Leberblümchen — stiller Frühlingsgruß aus dem Wald
Das Leberblümchen ist eine heimische Waldpflanze und gehört zu den ersten Frühlingsblühern des Jahres. In schattigen Laubwäldern öffnet das Leberblümchen seine lila-blauen Blüten oft schon sehr früh und bringt Farbe auf den noch kühlen Waldboden. In Österreich kommt nur eine einzige Art vor,
Hepatia nobilis, die seit dem 15. Jahrhundert bekannt ist.

Leberblümchen in der Hahnenfußfamilie
Die Leberblume gehört zur großen Familie der Hahnenfußgewächse mit zahlreichen Arten wie Pfingstrose, Christrose, Sumpfdotterblume, Kümmel, Akelei, Rittersporn, Blauer Eisenhut, Kuhschelle, Hahnenfuß, Scharbockskraut und Adonisröschen — Pflanzen von stiller Schönheit und oft kraftvoller Wirkung.
Spirituelle Bedeutung
Als früher Frühlingsbote steht Hepatica nobilis für Neubeginn, Vertrauen und die Rückkehr des Lichts. Ihre Blüten erscheinen, wenn die Erde noch ruht — wie ein leises Versprechen, dass das Leben wiederkehrt.
Standort des Leberblümchens im Wald
Es liebt schattige Laubwälder, humusreiche Böden und den Schutz alter Bäume.
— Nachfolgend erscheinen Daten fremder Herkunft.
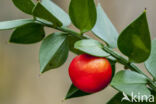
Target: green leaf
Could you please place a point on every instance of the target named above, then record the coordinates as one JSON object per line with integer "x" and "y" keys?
{"x": 75, "y": 92}
{"x": 5, "y": 25}
{"x": 28, "y": 33}
{"x": 24, "y": 5}
{"x": 91, "y": 47}
{"x": 83, "y": 14}
{"x": 118, "y": 97}
{"x": 53, "y": 51}
{"x": 104, "y": 29}
{"x": 113, "y": 67}
{"x": 59, "y": 13}
{"x": 135, "y": 41}
{"x": 130, "y": 81}
{"x": 42, "y": 12}
{"x": 151, "y": 62}
{"x": 71, "y": 41}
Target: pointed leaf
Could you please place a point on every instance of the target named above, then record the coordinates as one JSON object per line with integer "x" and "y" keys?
{"x": 28, "y": 33}
{"x": 83, "y": 14}
{"x": 42, "y": 12}
{"x": 104, "y": 29}
{"x": 53, "y": 51}
{"x": 24, "y": 5}
{"x": 5, "y": 25}
{"x": 151, "y": 62}
{"x": 91, "y": 47}
{"x": 59, "y": 13}
{"x": 71, "y": 41}
{"x": 129, "y": 81}
{"x": 75, "y": 92}
{"x": 135, "y": 41}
Im Heilgarten von „Licht aus der Jurte Shamanic Centre Vienna“ sät es sich an unerwarteten Plätzen selbst aus.
Das Waldveilchen gilt als anspruchsvoll und lässt sich nur schwer vermehren.
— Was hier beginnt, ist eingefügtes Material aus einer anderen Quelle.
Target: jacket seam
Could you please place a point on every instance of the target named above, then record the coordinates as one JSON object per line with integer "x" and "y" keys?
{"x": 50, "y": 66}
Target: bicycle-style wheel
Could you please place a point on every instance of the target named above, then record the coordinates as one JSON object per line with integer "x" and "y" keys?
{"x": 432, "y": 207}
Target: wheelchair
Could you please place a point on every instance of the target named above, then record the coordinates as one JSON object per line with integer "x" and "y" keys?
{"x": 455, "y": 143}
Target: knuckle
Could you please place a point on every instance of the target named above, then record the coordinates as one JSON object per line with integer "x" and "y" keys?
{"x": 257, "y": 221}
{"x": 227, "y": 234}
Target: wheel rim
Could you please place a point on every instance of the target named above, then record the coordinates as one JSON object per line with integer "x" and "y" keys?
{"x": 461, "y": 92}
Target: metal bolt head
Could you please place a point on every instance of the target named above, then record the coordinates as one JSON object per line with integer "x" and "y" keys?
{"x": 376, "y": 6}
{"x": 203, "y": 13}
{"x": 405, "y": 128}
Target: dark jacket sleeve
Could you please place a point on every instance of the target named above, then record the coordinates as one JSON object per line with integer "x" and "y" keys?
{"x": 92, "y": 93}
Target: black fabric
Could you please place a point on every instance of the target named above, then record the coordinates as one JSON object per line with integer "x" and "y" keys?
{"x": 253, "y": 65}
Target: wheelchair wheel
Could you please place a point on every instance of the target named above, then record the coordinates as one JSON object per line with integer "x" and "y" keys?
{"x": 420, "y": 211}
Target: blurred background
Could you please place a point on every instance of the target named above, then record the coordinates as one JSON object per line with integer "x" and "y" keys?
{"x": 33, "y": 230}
Die Blätter erscheinen erst nach der Blüte und bleiben über den Winter hinweg bestehen.
Typische Nachbarn sind Eibe, Tanne, Buche, Nussbaum, Goldregen, Himbeere, Brombeere, Farn.
Leberblümchen als bienenfreundlicher Frühblüher
Gemeinsam mit Schneeglöckchen, Primel, Veilchen, Bärlauch, Winterling, Vergissmeinnicht, Gänseblümchen, Bachnelkenwurz und Goldlack gehört es zu den ersten Nahrungsquellen
für Bienen im Jahr.
Diese frühen Blüten erfreuen nicht nur die Insekten, sondern auch die Menschen im Heilgarten — die Schamanin, den Schamanen und die Teilnehmer der Seminare im Schamanenzentrum Wien.
Regina Hruska sagt:
„Das Leberkraut liebt reine, unverseuchte Böden, und dafür ist die Heilerde vom Kompost des Heilgartens bestens geeignet.“
Bedeutung und Name des Leberblümchens
Der Beiname „Himmelströpfchen“ verweist auf die himmelblaue Blütenfarbe. Die Blattform erinnert an eine Leber und gab der Pflanze ihren Namen. Nach der Signaturlehre deutet das Erscheinungsbild eines Krautes auf seine mögliche Wirkung hin.
Traditionelle Verwendung als Heilkraut
In der Volksmedizin wurde das Leberkraut traditionell bei Leberbeschwerden verwendet.
Es zählt zu den leberstärkenden Kräutern, zu denen unter anderem auch Berberitze, Fenchel, Herzgespann, Löwenzahn, die Rinde der Mahonie, Labkraut, Odermennig, Zitronenmelisse, Schafgarbe, Lilien (Schwertlilie), Wermut, Eisenkraut und Ysop gehören.
Wie viele dieser Pflanzen wirkt auch das Leberblümchen nicht laut, sondern still — eingebettet in das uralte Wissen, dass Heilung Zeit, Reinheit und Einklang mit der Natur braucht.